Certes, ce que dénonce Greenpeace est parfaitement vrai (et glaçant), mais cette vulnérabilité est bien connue et fait régulièrement l’objet d’emballements médiatiques depuis le 11 septembre 2001: on peut d’ailleurs reprendre à l’identique les articles de l’époque (ou ceux publiés entre temps) et, en se contentant de changer les dates, retrouver à peu de chose près les mêmes articles que ceux publiés ces jours-ci suite au « coup » médiatique de Greenpeace qui, pour faire bonne mesure, a ensuite envoyé une équipe passer les grillages extérieurs de la centrale de Cattenom pour faire un joli spectacle de divertissement à base de feux de Bengale.

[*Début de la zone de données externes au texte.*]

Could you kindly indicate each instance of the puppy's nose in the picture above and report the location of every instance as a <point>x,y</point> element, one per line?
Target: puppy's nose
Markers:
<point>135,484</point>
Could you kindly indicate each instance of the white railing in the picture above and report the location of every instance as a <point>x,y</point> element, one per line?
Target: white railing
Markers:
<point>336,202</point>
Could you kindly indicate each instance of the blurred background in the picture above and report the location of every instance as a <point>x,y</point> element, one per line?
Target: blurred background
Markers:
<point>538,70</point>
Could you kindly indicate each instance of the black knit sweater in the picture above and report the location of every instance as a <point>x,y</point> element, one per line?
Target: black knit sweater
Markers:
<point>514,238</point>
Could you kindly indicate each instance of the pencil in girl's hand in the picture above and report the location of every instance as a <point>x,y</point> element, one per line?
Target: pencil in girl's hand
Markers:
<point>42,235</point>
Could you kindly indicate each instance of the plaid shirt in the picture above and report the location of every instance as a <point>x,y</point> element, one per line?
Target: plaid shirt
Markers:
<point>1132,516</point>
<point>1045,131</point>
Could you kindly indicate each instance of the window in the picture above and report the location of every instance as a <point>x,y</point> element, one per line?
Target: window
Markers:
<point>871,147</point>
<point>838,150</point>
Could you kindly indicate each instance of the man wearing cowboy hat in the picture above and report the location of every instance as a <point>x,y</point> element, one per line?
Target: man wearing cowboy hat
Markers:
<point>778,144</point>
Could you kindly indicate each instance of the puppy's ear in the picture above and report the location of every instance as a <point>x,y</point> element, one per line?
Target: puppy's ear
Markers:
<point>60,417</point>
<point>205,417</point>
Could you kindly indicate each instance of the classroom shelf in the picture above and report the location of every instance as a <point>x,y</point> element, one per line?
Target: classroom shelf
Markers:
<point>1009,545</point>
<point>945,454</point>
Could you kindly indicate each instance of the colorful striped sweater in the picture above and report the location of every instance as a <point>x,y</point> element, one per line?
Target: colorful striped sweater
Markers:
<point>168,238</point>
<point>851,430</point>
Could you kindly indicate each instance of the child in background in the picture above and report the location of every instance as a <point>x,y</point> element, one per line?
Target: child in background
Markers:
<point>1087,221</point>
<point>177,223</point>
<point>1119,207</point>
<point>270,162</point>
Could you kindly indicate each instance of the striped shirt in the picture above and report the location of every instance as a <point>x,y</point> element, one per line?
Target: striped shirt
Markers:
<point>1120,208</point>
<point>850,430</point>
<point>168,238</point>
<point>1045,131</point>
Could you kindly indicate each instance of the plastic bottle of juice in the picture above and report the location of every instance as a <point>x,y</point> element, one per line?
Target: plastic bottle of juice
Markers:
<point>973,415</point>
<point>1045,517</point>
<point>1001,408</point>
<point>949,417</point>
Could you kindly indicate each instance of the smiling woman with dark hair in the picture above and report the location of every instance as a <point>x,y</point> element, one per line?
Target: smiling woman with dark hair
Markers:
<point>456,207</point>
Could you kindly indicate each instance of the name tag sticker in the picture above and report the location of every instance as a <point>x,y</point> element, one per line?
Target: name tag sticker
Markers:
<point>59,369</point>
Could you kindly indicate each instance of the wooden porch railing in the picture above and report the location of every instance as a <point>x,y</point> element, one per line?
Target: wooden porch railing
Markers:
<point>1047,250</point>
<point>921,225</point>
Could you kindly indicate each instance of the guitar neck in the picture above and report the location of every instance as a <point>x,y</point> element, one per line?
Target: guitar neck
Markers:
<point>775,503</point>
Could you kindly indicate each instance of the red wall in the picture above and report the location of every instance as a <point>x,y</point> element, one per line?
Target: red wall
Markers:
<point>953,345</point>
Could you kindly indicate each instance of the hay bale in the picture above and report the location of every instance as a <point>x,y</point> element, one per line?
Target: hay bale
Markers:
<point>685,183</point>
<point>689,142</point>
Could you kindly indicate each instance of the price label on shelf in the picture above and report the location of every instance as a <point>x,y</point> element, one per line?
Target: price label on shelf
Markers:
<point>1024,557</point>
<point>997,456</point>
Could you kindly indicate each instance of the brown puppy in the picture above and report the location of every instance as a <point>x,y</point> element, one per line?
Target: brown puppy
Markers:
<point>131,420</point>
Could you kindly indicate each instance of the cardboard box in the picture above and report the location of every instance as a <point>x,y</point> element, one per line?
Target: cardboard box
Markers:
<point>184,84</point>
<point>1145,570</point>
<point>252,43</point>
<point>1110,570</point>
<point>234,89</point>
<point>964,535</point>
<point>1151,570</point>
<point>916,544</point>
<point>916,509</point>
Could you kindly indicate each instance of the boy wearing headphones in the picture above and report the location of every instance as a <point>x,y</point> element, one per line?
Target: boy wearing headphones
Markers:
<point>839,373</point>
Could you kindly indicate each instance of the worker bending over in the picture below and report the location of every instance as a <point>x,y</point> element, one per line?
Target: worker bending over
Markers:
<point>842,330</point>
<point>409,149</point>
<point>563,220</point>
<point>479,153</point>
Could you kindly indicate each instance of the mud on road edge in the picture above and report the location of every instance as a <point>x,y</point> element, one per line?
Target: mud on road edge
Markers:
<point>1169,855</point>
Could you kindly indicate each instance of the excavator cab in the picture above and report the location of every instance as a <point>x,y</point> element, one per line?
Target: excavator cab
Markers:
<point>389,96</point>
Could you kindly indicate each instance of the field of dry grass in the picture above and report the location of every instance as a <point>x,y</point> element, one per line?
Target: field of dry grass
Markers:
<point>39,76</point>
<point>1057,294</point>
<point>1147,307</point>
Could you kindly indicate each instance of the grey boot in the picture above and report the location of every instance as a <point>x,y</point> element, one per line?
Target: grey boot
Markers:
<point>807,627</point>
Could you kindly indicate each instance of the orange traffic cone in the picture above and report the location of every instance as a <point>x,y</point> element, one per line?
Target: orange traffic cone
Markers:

En clair, Greenpeace pouvait s’offrir son « buzz » à n’importe quel moment de l’année, et connaissait d’ailleurs la date du référé sur la cuve de l’EPR depuis au moins le 15 septembre, à savoir un mois auparavant. Et ce n’est donc pas par hasard si c’est le 10 octobre qui a été retenu.

En effet, si Greenpeace n’aime pas trop le nucléaire, elle aime encore moins que d’autres organisations se permettent d’agir. Or l’affaire de la cuve du réacteur EPR, si elle est moins « sexy » que de faire le buzz autour du risque terroriste, est en réalité au moins aussi cruciale : elle met non seulement en jeu la santé de l’ensemble de la population européenne, mais aussi le peu de crédibilité dont jouit encore l’industrie nucléaire française (cf l’enquête de Sylvain Tronchet pour Radio-France).

En clair, si la cuve en question est invalidée (ce qui devrait théoriquement être le cas au vu de ses graves malfaçons), la mise en service de l’EPR de Flamanville serait compromise et, avec elle, les derniers projets de survie du nucléaire hexagonal.

Saisie par l’Observatoire du nucléaire, la justice doit rendre son jugement le 31 octobre (cf dépêche AFP). Or, contrairement à ce que croient trop de gens, la justice n’est pas une science exacte et, parfois, ses jugements peuvent basculer en fonction du contexte.

En l’occurrence, si l’opinion et les médias s’émeuvent, entre le 10 et le 31 octobre, de la possibilité de voir la cuve défectueuse être validée, cela peut soutenir et encourager les juges à prendre la décision justifiée mais qui nécessite un certain courage : interdire l’utilisation de cette cuve.

EDF, Areva et l’ASN peuvent donc se rassurer : Greenpeace a « fait le job » et, malgré la gravité extrême de l’affaire, personne ou presque ne parle de la cuve de l’EPR (hormis par exemple l’excellent site d’investigations Reporterre).

Quant au Réseau appelé « Sortir du nucléaire », il n’est plus que l’ombre de lui-même depuis que les militants actifs en ont été expulsés et que les groupes les plus engagés l’ont quitté pour fonder le Collectif Arrêt du nucléaire. C’est donc sans surprise que l’on peut constater que les représentants de cette structure – dont le seul objet désormais est de capter les cotisations militantes pour n’en rien faire et, surtout, pour empêcher qu’elles soient versées aux groupes véritablement antinucléaires – ont participé à une aimable rencontre avec l’ASN dont ils se gardent bien de contester le jeu.

D’ailleurs, le mercredi 11 octobre, de toute évidence en toute précipitation pour devancer la décision de la justice, l’ASN a annoncé sans surprise qu’elle validait l’utilisation de la cuve malgré ses défectuosités.

Il reste donc à attendre le jugement du 31 octobre en espérant que les juges, bien que l’opinion publique ne soit pas avertie et ne puisse donc peser sur le cours des évènements, aient le courage de prendre la seule décision de bon sens : retoquer la décision de l’ASN et invalider la cuve du réacteur EPR.